第二話 如雨露

文字数 884文字

 未来が視えない。

 そう言う病気があるのは知っていたが、実際に本人に会うのは初めてだった。と言うより、私が視ていた未来には、視えない人と出会う景色はなかった。本来は出会わない人が今目の前にいるのである。だからこそ、クラスのみんなは驚いてしまったのだ。

 だからと言って、これは決して有り得ない……ことでもない。

 転ぶと分かっていて、杖を用意しない人がどれくらいいるでしょうか。たとえ未来が視えていたって、転んだら痛いものは痛いのです。

 私たちはみんな、自分の未来を視ては、それを歓迎したり避けようとしたりして様々な行動を起こす。おかげで私たちが視えている未来はころころ変わる。テレビのチャンネルを高速でザッピングしているような、インターネットのサイトを数秒ごとに切り替えていくような、要するにそんな感じである。視えている未来が

することもある。お父さんやお母さんは、歳を取れば視える景色も落ち着いてくるよ、と言って笑っているが、正直私はまだ慣れなかった。

「だから皆さん……」
 先生が教室を見渡して言った。
「柊木さんと仲良くしてくださいね」
「ハァ〜イ」

 ……実際はそんな気の抜けた返事ではなかったが、私たちは比較的好意的に、その転校生を受け入れた。彼女が、数週間くらいはぎこちなかったものの、それからは皆と打ち解ける……と言う未来が全員に視えていたからである。

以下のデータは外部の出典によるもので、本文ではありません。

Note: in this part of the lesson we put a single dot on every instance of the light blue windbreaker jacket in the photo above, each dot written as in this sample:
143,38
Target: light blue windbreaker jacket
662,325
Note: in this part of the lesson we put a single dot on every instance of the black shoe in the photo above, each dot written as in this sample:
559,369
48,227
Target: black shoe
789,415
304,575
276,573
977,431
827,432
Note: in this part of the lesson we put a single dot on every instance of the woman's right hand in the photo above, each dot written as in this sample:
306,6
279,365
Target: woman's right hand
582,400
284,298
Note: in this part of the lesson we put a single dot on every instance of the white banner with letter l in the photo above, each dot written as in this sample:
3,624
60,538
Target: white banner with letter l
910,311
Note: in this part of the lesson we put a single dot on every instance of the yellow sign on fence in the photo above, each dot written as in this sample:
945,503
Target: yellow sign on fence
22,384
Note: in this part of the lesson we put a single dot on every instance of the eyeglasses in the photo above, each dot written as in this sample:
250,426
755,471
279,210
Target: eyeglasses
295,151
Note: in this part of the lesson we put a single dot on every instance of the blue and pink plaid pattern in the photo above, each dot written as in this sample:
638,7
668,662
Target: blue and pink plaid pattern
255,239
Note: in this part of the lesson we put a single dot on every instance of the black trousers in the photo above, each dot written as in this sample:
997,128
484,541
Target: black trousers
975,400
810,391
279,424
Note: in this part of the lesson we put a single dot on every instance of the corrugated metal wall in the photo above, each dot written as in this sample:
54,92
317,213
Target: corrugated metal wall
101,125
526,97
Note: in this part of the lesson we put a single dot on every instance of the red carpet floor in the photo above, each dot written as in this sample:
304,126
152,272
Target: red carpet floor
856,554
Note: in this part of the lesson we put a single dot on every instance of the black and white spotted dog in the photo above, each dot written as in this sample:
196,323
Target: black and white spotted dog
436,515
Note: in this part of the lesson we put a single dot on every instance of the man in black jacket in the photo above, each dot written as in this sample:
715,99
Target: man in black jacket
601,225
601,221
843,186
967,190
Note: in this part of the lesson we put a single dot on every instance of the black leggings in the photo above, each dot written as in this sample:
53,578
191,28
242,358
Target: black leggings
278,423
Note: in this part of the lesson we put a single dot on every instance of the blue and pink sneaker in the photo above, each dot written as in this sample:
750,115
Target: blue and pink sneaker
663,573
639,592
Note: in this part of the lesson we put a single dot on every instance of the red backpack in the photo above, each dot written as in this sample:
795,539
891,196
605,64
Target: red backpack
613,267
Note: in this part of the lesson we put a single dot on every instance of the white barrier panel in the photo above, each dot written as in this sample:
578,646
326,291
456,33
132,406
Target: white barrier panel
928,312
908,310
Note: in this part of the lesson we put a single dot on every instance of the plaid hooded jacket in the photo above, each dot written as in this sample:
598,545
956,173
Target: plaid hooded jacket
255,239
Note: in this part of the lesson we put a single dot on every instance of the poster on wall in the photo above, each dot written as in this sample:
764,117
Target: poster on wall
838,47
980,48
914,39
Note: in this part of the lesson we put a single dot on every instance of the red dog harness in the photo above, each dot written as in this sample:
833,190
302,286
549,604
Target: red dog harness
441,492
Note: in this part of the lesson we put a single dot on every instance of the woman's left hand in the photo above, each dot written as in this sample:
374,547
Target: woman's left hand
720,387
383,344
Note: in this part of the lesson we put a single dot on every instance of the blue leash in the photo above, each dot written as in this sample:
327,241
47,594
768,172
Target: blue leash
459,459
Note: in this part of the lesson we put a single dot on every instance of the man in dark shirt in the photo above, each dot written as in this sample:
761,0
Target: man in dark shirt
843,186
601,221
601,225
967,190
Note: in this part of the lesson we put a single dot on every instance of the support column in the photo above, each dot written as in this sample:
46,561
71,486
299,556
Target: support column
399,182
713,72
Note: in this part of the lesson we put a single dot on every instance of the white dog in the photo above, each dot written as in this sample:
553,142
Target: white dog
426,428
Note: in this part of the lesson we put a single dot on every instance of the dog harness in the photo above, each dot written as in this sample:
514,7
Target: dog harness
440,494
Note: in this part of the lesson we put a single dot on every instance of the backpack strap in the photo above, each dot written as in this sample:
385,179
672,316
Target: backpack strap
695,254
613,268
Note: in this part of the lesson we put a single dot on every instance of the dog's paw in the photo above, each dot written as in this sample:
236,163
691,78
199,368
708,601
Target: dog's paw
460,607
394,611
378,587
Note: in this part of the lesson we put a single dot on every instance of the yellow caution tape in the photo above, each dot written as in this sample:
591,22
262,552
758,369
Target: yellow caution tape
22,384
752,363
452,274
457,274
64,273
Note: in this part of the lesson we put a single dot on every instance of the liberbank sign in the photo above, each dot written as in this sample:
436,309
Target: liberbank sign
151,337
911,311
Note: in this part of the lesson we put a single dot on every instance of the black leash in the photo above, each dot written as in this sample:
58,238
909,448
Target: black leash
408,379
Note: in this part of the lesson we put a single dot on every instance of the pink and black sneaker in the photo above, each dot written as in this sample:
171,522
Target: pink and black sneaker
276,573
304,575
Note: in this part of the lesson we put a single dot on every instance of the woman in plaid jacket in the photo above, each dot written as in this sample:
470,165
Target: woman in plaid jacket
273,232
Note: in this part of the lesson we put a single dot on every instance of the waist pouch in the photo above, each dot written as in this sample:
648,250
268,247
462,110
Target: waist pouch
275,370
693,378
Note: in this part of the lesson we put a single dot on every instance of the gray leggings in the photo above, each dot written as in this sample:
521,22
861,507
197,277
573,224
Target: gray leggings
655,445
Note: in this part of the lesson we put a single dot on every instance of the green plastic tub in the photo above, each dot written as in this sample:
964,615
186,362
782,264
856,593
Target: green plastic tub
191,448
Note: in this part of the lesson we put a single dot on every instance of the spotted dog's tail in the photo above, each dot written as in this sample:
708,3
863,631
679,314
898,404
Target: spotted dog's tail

 明日佳ちゃんは私の隣の席になった。教室の後ろの方の、壁際の席である。半分くらい開け放たれた窓から、昇ったばかりの朝陽が射し込んでキラキラと輝いていた。

「よろしくね」

 私はにっこりと笑みを浮かべ明日佳ちゃんに挨拶した。明日佳ちゃんは私を一瞥し、小さくお辞儀しただけで、さっさと窓の方を向いてしまった。私は特に気にしなかった。その時点で、後々、彼女と仲良くなる未来が視えていたからである。もちろんその間に、一緒に下校するようになったり、図書室で好きな本について語り合ったり、中庭で一本の花を育てたり……そして最後に私と明日佳ちゃんが些細なことで喧嘩して、そのままぎこちない感じで卒業してしまう、その最期まで。